La puerta de la casa se abrió apenas y una mujer joven, envuelta en una capa, se deslizó al exterior y cerró a su espalda con suavidad y sin hacer ruido. Le costaba ver algo con la oscuridad y se le notó que escudriñaba la noche con aire atemorizado.

—¿Lleu? —llamó con voz trémula.

—Lucy, paloma mía. —La estrechó entre sus brazos y la besó.

—¡No, aquí no! —protestó ella, falta de respiración, mientras lo apartaba—. ¿Qué pasaría si mi marido se despierta y nos ve?

—Entonces ¿adónde vamos? —preguntó Lleu, que la tomó por la cintura y se puso a besarle el cuello—. No puedo dejar de tocarte.
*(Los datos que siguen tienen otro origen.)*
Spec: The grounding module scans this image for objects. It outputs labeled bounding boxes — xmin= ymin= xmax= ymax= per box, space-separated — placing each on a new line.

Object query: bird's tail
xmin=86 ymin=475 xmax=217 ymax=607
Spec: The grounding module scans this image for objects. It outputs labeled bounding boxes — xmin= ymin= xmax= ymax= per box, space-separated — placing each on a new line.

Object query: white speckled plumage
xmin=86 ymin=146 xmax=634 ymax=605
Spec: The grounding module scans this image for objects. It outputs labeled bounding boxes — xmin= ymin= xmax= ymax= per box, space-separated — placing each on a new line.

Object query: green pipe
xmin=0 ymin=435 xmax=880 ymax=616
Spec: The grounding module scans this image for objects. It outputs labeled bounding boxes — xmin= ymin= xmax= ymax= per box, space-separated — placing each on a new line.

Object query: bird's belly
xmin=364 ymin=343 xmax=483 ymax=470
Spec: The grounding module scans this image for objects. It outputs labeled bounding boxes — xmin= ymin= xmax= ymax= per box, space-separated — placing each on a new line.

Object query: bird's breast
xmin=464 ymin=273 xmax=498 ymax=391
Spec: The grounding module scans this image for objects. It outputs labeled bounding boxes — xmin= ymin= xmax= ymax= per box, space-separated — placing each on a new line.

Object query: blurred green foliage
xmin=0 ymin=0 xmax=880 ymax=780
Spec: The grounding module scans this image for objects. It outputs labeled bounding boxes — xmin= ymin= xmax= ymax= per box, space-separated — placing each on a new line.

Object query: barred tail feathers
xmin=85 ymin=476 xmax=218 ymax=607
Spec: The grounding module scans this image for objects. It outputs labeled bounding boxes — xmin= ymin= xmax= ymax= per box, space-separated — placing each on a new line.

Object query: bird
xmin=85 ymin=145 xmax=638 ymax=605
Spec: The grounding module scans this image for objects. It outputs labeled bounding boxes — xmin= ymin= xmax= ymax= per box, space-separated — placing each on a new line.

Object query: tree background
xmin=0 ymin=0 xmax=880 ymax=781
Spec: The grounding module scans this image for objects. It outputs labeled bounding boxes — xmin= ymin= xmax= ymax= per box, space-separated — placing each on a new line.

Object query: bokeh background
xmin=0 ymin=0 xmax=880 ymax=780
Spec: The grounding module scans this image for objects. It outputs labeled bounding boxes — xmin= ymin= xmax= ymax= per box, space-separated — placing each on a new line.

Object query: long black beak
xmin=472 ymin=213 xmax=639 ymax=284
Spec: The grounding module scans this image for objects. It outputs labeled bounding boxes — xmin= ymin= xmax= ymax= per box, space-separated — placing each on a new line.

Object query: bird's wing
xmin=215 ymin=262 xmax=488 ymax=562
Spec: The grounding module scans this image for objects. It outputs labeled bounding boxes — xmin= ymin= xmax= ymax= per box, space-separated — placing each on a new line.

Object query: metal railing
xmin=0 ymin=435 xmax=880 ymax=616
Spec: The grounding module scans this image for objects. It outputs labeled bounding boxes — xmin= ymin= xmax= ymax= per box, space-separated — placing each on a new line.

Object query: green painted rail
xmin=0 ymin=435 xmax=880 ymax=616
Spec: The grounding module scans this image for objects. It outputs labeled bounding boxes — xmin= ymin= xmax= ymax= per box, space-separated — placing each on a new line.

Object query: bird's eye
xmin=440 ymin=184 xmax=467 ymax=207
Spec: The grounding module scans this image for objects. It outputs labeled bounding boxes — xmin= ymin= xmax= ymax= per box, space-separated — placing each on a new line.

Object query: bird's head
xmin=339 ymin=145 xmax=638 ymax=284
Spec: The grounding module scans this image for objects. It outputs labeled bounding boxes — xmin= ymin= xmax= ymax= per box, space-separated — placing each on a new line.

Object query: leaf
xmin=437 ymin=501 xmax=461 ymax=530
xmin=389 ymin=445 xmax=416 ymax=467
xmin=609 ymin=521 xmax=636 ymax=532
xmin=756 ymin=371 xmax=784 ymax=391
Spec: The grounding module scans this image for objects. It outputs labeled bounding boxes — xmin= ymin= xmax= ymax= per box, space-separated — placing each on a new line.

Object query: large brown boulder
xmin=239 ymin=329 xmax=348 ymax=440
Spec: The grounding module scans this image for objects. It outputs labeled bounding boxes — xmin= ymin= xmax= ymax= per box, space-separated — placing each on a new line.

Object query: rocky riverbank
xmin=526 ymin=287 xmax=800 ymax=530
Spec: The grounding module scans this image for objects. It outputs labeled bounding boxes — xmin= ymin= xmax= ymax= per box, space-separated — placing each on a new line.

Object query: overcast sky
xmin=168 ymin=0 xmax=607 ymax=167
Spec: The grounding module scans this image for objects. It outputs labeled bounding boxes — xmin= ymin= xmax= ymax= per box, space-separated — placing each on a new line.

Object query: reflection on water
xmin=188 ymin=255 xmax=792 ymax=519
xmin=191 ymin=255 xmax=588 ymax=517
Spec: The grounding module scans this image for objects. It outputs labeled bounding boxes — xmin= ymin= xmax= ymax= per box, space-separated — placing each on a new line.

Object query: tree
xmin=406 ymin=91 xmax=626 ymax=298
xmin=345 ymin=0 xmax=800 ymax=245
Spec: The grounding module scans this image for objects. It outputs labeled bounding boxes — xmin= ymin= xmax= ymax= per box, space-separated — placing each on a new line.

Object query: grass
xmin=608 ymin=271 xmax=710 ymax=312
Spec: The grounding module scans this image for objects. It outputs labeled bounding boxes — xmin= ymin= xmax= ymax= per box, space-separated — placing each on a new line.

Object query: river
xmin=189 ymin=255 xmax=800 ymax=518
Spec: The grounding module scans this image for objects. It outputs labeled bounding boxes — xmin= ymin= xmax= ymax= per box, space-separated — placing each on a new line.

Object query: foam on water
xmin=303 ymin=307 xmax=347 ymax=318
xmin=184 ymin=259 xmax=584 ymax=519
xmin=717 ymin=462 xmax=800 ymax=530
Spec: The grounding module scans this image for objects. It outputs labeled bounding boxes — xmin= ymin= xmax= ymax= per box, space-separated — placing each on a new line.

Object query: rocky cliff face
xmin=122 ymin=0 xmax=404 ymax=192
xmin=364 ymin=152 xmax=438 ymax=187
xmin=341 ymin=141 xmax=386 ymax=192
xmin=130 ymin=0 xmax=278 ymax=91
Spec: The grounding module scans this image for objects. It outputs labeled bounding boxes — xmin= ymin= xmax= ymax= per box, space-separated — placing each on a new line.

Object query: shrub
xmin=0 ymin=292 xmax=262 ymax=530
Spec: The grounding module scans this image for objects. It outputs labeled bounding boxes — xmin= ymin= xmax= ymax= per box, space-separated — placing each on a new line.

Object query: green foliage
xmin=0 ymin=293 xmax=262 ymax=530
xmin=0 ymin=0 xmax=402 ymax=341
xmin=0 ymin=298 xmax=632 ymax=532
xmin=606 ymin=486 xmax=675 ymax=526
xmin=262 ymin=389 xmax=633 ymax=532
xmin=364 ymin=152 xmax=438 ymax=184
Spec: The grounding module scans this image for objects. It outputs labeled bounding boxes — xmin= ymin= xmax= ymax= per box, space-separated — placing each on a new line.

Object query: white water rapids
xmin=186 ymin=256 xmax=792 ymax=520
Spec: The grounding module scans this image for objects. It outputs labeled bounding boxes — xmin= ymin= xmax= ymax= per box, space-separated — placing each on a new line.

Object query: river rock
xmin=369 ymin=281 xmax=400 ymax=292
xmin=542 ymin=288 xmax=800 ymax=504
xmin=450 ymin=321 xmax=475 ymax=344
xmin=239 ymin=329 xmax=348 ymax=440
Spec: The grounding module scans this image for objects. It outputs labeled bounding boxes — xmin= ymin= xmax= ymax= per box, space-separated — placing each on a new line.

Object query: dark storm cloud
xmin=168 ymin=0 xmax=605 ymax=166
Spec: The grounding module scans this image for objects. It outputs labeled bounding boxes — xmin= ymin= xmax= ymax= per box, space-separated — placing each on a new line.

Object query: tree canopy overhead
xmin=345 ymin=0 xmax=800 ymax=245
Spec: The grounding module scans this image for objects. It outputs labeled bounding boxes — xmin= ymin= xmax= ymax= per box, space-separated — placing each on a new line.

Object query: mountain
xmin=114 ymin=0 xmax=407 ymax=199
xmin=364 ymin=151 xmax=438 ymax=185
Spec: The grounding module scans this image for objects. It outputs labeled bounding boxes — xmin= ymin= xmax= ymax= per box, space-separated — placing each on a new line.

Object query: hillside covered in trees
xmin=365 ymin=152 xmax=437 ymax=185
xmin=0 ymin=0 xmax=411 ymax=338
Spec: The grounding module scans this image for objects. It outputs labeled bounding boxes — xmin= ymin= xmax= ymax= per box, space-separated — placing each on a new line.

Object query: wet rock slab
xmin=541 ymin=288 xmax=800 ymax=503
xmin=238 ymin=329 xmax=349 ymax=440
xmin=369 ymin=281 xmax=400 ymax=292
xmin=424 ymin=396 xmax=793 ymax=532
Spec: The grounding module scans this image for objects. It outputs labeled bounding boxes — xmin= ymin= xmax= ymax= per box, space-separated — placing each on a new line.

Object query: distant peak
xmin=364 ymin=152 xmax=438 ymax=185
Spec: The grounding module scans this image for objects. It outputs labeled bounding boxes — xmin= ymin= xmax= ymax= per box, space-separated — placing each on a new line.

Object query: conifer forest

—Conozco un sitio. Ven conmigo —contestó ella.

Agarrados, soltando risitas ahogadas, los dos se alejaron de prisa calle abajo. Rhys y Beleño los siguieron. El monje estaba preocupado, sin saber bien qué hacer. Aparentemente, aquello no era más que una cita a medianoche con una joven, algo normal en un hombre joven como Lleu salvo por el hecho de que éste distaba mucho de ser normal y de que la joven era una mujer casada.

Probablemente Rhys podría poner fin a aquello, arrastrar a la joven de vuelta a su casa. Habría una escena con el marido: lágrimas y llantos, furia, una pelea. Los vecinos se despertarían. Alguien llamaría a las autoridades.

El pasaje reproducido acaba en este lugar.